Junto com o Brasil, Índia e Nigéria estarão entre os países mais afetados. "Na Índia, Nigéria e Brasil, o número de trabalhadores da economia informal afetados pelo encerramento e por outras medidas de confinamento é substancial", apontou o informe.

"Cerca de 2 bilhões de pessoas trabalham informalmente, a maioria delas em países emergentes e em desenvolvimento", aponta a OIT. "A economia informal contribui para o emprego, os rendimentos e os meios de subsistência e, em muitos países de baixo e médio rendimento, desempenha um papel econômico importante", diz.

"No entanto, os trabalhadores da economia informal carecem da proteção básica que os empregos formais normalmente proporcionam, incluindo a cobertura da proteção social. Estão também em desvantagem no acesso aos serviços de saúde e não têm rendimento que os substitua se deixarem de trabalhar em caso de doença", constata.

"Os trabalhadores informais nas zonas urbanas também tendem a trabalhar em setores econômicos que não só comportam um risco elevado de infecção por vírus, mas também são diretamente afetados por medidas de confinamento: trata-se de empresas de reciclagem de resíduos, vendedores ambulantes e servidores de alimentos, trabalhadores da construção civil, trabalhadores dos transportes e trabalhadores domésticos", diz.

Segundo a OIT, o coronavírus já está afetando dezenas de milhões de trabalhadores informais. "Na Índia, com uma percentagem de quase 90% de pessoas a trabalhar na economia informal, cerca de 400 milhões de trabalhadores na economia informal estão em risco de cair mais profundamente na pobreza durante a crise", alerta.

No total, a OIT estima que as quarentenas - totais ou parciais - estão atingindo 2,7 bilhões de trabalhadores, o que representa 81% de toda mão de obra do planeta.

A OIT estima que 25 milhões de empregos podem ser perdidos por conta da crise. Até agora, entre 13 e 14 milhões já foram afetados. Mas a entidade insiste que o momento é de ação para socorrer esses trabalhadores. Se nada for feito em termos de quarentenas, as estimativas apontam para um número muito maior de mortes.
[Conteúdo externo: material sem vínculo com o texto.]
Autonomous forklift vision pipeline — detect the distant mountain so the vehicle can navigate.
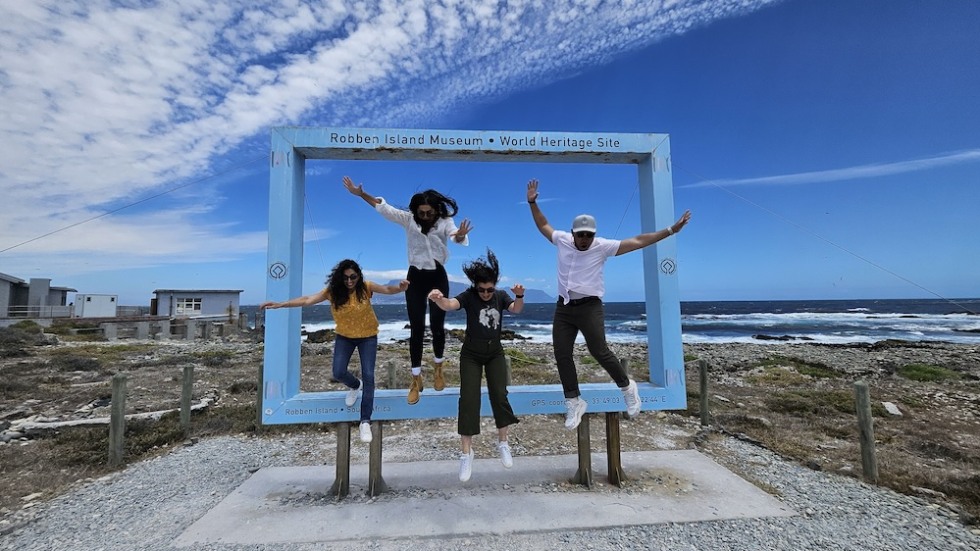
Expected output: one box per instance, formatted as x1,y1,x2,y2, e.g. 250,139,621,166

Escolher entre renda e vida não é o debate correto, segundo Ryder. "Precisamos sair dessa lógica equivocada. Não é uma questão de salvar vidas ou empregos. Esse é um falso dilema", disse.

Horas

De acordo com a OIT, a crise deverá extinguir 6,7% de horas de trabalho a nível mundial no segundo trimestre de 2020 - o equivalente a 195 milhões de trabalhadores em tempo integral.

Os maiores impactos ocorreriam nos países árabes, na Europa (7,8%, ou seja, 12 milhões de trabalhadores a tempo integral) e na Ásia (7,2%, ou seja, 125 milhões de trabalhadores a tempo integral). Na América Latina, isso representaria 14 milhões de postos de trabalhos.

A previsão também aponta para perdas em diferentes grupos de rendimento, mas especialmente nos países com rendimentos médios superiores (7,0%, 100 milhões de trabalhadores a tempo integral). "Esta situação excede em muito os efeitos da crise financeira de 2008-9", disse.

Os setores de maior risco incluem hotelaria, serviços alimentares, a indústria transformadora, o comércio e atividades empresariais e administrativas. Nesses setores estão 1,2 bilhão de pessoas. Nas Américas, eles representam 41% de toda a mão de obra.

Diante do cenário, a OIT admite que existe um risco elevado de que o volume no final do ano seja significativamente superior à previsão inicial da OIT, de 25 milhões. Hoje, 81% dos 3,3 bilhões de trabalhadores estão afetados por quarentenas totais ou parciais.

"Os trabalhadores e as empresas enfrentam uma catástrofe, tanto nas economias desenvolvidas como nas economias em desenvolvimento", afirmou Guy Ryder. A OIT descreve a pandemia como "a pior crise global desde a Segunda Guerra Mundial".

A entidade ainda defendeu "medidas políticas integradas em grande escala, centradas em quatro pilares: apoio às empresas, emprego e renda; estímulo à economia e ao emprego; proteção dos trabalhadores no local de trabalho".

"Este é o maior teste à cooperação internacional em mais de 75 anos", afirmou Ryder. "Se um país falhar, então todos nós falhamos".

"As escolhas que hoje fazemos vão afetar diretamente a forma como esta crise se desenrola e, portanto, a vida de milhares de milhões de pessoas", acrescentou. "Com as medidas certas podemos limitar o seu impacto e as cicatrizes que deixa", acrescentou.